Ideally, everyone should have that right of self-definition, of defining for ourselves who we are and who we want to be. Artists tend to experiment with that right of self-definition more than most people – and no one pushed that right of self-definition further than Michael Jackson did. He absolutely refused to be boxed in by other people’s expectations of him. If he wanted to wear red lipstick, he did. However, that resistance to cultural expectations has a long history as well. Josephine Baker and James Baldwin severely challenged the cultural roles laid out for them, but that doesn’t in any way suggest that they didn’t respect their Black heritage. Instead, they were extending it, and creating a new chapter in the history of Black culture. And as you described so well, Michael Jackson boldly created a whole new chapter all his own.
I think Michael Jackson was a transformative cultural figure who profoundly influenced how we as a people perceive and experience the differences that segment and divide us – differences of race, gender, age, religion, nationality, sexuality – and I believe he was the most important artist of our time. Not the most important Black artist. The most important artist, period. No artist since Warhol has challenged and changed us the way Michael Jackson did. And ironically, he accomplished that, in part, by defying the very constraints he’s accused of transgressing.
Joie: Wow. I love the way you put that: “…by defying the very constraints he’s accused of transgressing.” You’re so right. And I really believe it was his goal to unite the world – all races, all colors, all nationalities – through his gift of music. He once told reporter Sylvia Chase:
“When they’re all holding hands, and everybody’s rockin’ and all colors of people are there, all races… it’s the most wonderful thing. Politicians can’t even do that!”
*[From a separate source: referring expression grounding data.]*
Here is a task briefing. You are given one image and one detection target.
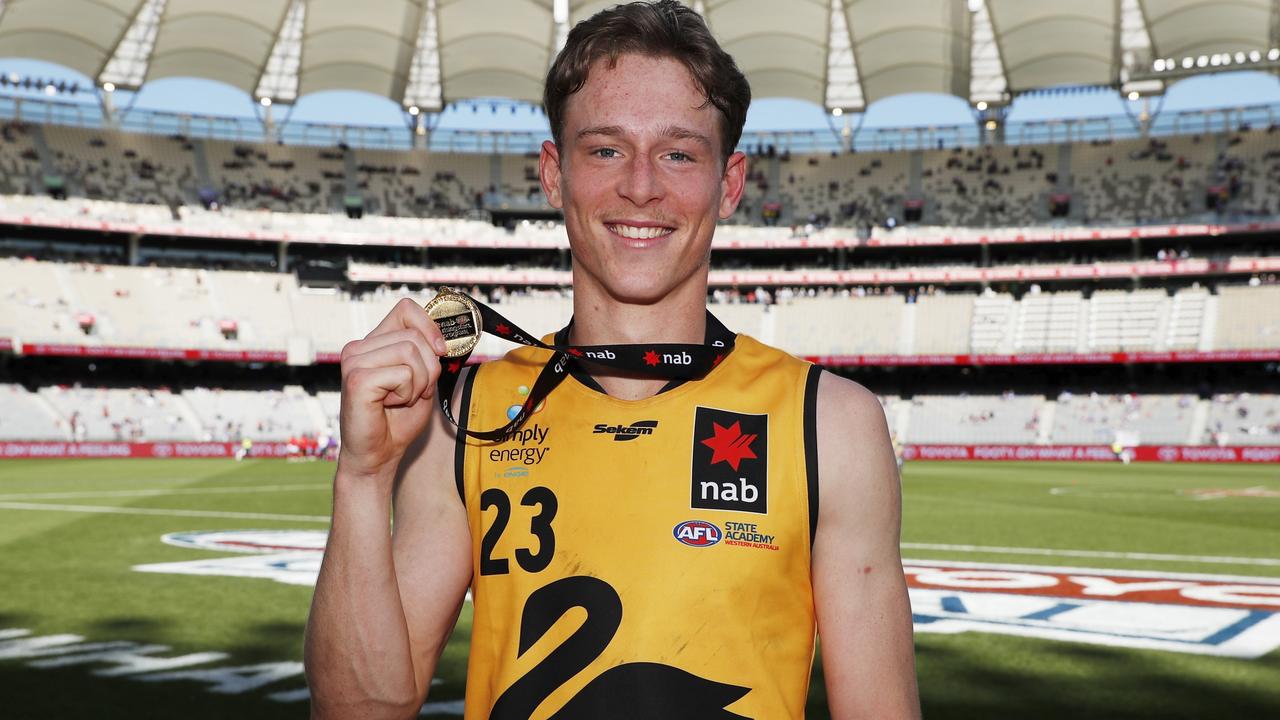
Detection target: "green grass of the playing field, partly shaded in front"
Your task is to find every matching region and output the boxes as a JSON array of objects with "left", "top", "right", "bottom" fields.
[{"left": 0, "top": 460, "right": 1280, "bottom": 720}]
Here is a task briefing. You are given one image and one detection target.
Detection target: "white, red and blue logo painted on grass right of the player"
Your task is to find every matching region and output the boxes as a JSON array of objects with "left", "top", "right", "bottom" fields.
[{"left": 902, "top": 560, "right": 1280, "bottom": 657}]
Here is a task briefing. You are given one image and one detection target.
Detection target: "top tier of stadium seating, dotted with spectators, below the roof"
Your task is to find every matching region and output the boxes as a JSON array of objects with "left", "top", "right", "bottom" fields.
[{"left": 0, "top": 113, "right": 1280, "bottom": 225}]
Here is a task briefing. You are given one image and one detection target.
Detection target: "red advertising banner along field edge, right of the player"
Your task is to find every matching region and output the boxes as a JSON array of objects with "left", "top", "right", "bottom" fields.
[{"left": 902, "top": 445, "right": 1280, "bottom": 462}]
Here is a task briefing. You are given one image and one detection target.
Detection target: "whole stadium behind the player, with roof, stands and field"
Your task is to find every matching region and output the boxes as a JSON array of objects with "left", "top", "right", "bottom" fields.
[{"left": 0, "top": 0, "right": 1280, "bottom": 717}]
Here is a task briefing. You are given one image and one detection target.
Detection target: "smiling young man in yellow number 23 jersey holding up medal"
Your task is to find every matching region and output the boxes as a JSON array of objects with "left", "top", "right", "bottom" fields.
[{"left": 306, "top": 0, "right": 919, "bottom": 720}]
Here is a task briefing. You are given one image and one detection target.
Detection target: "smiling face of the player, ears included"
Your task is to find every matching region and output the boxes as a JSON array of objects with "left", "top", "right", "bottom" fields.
[{"left": 540, "top": 54, "right": 746, "bottom": 305}]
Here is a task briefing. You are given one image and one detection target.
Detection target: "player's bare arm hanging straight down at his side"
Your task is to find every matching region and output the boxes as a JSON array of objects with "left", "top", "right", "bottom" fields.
[{"left": 813, "top": 373, "right": 920, "bottom": 720}]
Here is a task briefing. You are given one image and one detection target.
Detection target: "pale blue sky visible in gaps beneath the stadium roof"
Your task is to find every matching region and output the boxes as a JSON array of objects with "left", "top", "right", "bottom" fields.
[{"left": 0, "top": 58, "right": 1280, "bottom": 132}]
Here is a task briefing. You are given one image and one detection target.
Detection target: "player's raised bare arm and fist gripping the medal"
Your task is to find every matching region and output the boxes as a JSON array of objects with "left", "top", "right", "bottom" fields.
[{"left": 305, "top": 302, "right": 471, "bottom": 717}]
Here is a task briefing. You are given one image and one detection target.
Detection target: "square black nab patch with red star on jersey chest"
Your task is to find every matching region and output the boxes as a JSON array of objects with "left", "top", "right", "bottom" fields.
[{"left": 689, "top": 407, "right": 769, "bottom": 514}]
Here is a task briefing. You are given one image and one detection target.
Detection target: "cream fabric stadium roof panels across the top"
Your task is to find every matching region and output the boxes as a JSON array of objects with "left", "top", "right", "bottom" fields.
[{"left": 0, "top": 0, "right": 1280, "bottom": 110}]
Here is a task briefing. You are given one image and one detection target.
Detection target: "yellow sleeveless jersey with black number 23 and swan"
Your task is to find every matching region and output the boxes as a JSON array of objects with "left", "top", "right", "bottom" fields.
[{"left": 454, "top": 326, "right": 818, "bottom": 720}]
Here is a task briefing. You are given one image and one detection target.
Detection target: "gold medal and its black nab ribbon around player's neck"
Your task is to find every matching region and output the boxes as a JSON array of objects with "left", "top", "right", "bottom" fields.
[{"left": 426, "top": 287, "right": 733, "bottom": 441}]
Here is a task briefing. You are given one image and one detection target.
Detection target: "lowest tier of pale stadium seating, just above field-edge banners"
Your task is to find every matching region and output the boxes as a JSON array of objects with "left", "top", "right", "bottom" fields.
[{"left": 0, "top": 384, "right": 1259, "bottom": 446}]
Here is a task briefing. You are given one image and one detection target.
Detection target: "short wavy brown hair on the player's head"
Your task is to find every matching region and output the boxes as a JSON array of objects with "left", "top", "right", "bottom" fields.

The awe in his voice as he said those words to her is so real and so reverent, you just know that he truly is moved by the sight of it. You can feel it in his voice and I believe that he really felt what he sang in “Black or White”: “If you’re thinkin’ of being my brother / it don’t matter if you’re Black or White.” I believe those lyrics really spoke to him and were important to him. I think on the surface, it was seen by most people as a sweet,”can’t-we-all-just-get-along,” yeah unity type of song but, really it was a very serious message that he was trying to get across to us all. It really doesn’t matter if you’re Black or White, and all of the judging and the labeling is only serving to keep us all down. Is someone Black enough? White enough? Chinese enough? Puerto Rican enough? That’s not even a valid question. Certainly not one that anybody – of any race – should ever be asking of anyone else because only the individual can answer that question. Only I have the right to ask if I’m Black enough just like only you, Willa, have the right to ask if you’re White enough. And only Michael Jackson had the right to question whether or not he was Black enough. And I think he answered that question for us over and over again both in his art and in the causes he chose to support, like the United Negro College Fund and the Equality For Blacks in the Music World conference.